Search for data assets in Dataplex Catalog

Use search in Dataplex Catalog to search for data assets such as BigQuery datasets, Cloud SQL instances, and others. For more information about the Google Cloud assets that are supported in Dataplex Catalog, see Supported Google Cloud sources.

Search scope

The search results in Dataplex Catalog respect permissions that you have over the corresponding resources in source systems.

For example, if you have BigQuery metadata read access to an object, that object appears in your Dataplex Catalog search results. If you have access to a BigQuery table but not to the dataset containing that table, the table still shows up as expected in the Dataplex Catalog search.

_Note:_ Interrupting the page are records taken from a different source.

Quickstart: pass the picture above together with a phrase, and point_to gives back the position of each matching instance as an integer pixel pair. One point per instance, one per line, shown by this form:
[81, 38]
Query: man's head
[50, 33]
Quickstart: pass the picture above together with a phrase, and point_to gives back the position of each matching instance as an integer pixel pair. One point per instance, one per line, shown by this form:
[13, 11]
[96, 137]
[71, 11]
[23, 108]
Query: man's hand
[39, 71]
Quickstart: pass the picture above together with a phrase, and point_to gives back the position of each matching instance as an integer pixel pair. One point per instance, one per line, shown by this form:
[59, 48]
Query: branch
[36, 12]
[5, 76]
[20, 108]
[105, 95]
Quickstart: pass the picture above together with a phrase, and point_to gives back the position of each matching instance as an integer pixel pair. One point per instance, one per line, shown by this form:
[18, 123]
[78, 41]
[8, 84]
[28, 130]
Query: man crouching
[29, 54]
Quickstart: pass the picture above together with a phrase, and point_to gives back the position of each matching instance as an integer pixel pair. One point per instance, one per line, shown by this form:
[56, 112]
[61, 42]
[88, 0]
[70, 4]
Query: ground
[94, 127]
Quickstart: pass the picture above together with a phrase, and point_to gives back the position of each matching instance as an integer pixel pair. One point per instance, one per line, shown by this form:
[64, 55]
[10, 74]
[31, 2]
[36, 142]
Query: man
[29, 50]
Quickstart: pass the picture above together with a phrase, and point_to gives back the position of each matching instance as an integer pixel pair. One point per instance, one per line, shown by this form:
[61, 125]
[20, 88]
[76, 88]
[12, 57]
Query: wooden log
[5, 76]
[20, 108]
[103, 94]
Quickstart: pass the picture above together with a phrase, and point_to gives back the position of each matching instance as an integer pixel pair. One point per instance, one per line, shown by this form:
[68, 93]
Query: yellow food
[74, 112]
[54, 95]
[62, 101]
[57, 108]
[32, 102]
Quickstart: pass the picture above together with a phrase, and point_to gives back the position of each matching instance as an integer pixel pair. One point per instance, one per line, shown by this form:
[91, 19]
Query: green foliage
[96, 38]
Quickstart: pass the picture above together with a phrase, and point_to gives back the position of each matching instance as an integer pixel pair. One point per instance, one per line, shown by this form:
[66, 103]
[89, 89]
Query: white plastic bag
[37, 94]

The search results include only those resources that belong to the same VPC-SC perimeter as the project under which search is performed. When using the Google Cloud console, this is the project that is selected in the console.

To broaden the scope of your search results beyond the resources within your project's VPC Service Controls perimeter, use VPC Service Controls ingress and egress rules. These rules facilitate private and efficient data exchange across your organization. You can configure ingress and egress rules using the Google Cloud console or through JSON or YAML files. Refer to the following YAML example and consult the VPC Service Controls documentation to tailor the rule to your specific requirements.

egressPolicies:
  - egressFrom:
      identityType: ANY_USER_ACCOUNT
    egressTo:
      # Specify which resources should be present in the search results. In this example,
      # BigQuery.
      operations:
      - methodSelectors:
        - method: '*'
        serviceName: bigquery.googleapis.com
      # Specify project ids under which the search is performed.
      resources:
      - projects/SEARCH_PROJECT_ID
ingressPolicies:
  - ingressFrom:
      identityType: ANY_USER_ACCOUNT
      sources:
      - accessLevel: '*'
    ingressTo:
      # Specify which resources should be present in the search results. In this example,
      # BigQuery.
      operations:
      - methodSelectors:
        - method: '*'
        serviceName: bigquery.googleapis.com
      # Specify project ids to expose in search results.
      resources:
      - projects/INGRESS_PROJECT_ID

For more information about Dataplex Catalog IAM roles, see Dataplex IAM roles.

Recall limitations in search

Dataplex Catalog search queries don't guarantee full recall. Results that match your query might not be returned, even in subsequent result pages. Additionally, returned (and not returned) results can vary if you repeat search queries.

Filters

Filters let you narrow down the search results. All filters are grouped in sections:

  • Systems such as BigQuery, Cloud SQL, and others. The Dataplex system contains custom entries.
  • Aspects (tags) list all aspects available to you.
  • Project lists all projects available to you.
  • Type aliases that describe resource types, such as databases, datasets, models, tables, views, services, and custom types.
  • Datasets come from BigQuery.

You can combine filters from multiple sections to find assets that match at least one condition from every selected section. Multiple filters that are selected within a single section are evaluated using the OR logical operator.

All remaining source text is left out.